Le vote utile, c'est quoi? Le vote utile jusqu'à présent, profite toujours aux mêmes. Ma candidature n'est pas une candidature d'empêchement, je ne suis pas dans un front anti-Royal. J'assume ma candidature depuis le début, je n'avance pas masqué, je ne suis pas dans la combinaison.
Royal, Aubry et vous, vous vous targuez tous de l'ancrage à gauche et du renouvellement. Qui croire?
Le seul crédible, c'est-à-dire moi. J'incarne physiquement le renouvellement et politiquement l'ancrage à gauche. Soyons sérieux, Manuel Valls, Vincent Peillon, Jean-Noël Guérini et Gérard Collomb, soutiennent Ségolène Royal et tous réclament une alliance avec le centre. Chez Martine Aubry, les amis de DSK ne sont pas vraiment les plus marqués à gauche.
Si Ségolène Royal l'emporte, quittez-vous le PS?

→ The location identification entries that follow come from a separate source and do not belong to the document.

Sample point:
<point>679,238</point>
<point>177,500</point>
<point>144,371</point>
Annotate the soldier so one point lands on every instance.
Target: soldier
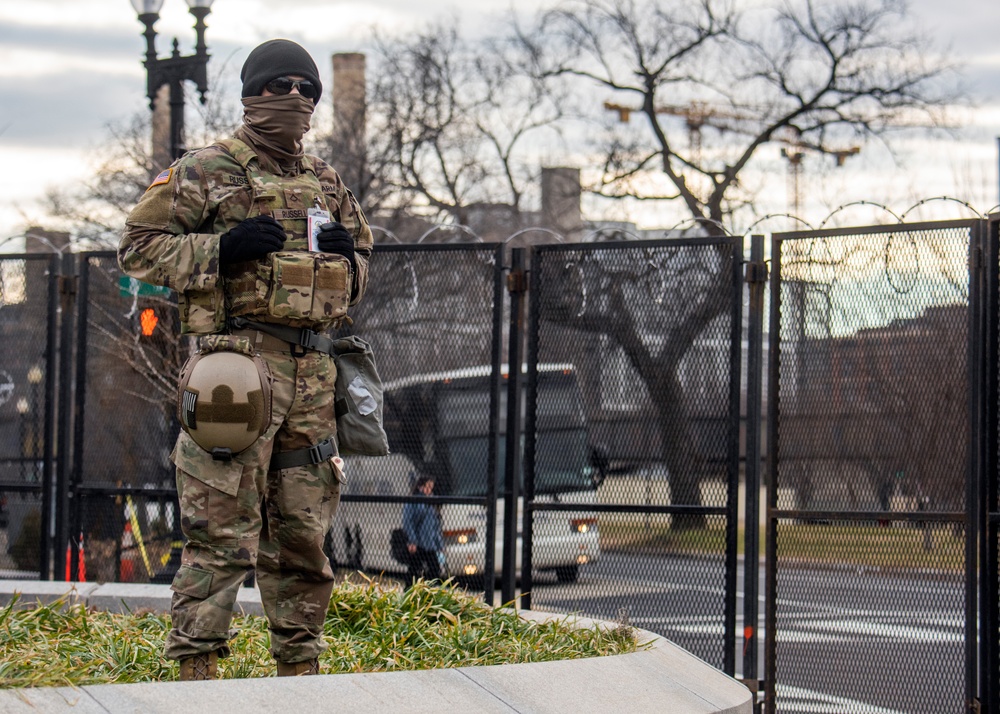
<point>266,249</point>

Absolument pas. Il faut arrêter avec le fantasme de scission ou d'éclatement du PS. Stop à la dramatisation comme à la victimisation. Moi, j'ai choisi de parler aux cerveaux plutôt qu'aux émotions.

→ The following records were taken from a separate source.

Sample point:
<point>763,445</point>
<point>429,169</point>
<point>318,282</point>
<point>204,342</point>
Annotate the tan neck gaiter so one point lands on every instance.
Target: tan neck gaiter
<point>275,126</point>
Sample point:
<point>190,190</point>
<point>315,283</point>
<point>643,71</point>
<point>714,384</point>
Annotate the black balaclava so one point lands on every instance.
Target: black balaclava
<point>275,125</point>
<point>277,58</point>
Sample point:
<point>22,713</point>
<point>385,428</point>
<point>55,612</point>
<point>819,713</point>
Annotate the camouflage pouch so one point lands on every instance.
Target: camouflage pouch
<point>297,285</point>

Craignez-vous des manipulations dans certaines fédérations ce jeudi soir?
Je serai hyper vigilant sur les conditions de vote. Je ne laisserai pas ce scrutin être entaché par des irrégularités massives.
Vous pensez aux Bouches-du-Rhône ou à l'Hérault, fédérations pro-Royal?
Vous savez, c'est un vice partagé par beaucoup.
Votre pronostic pour jeudi?
La parité au second tour. Une énarque* contre un Breton. Un homme et une femme, chabadabada!
* Aubry et Royal sont toutes les deux énarques, Hamon est licencié d'Histoire.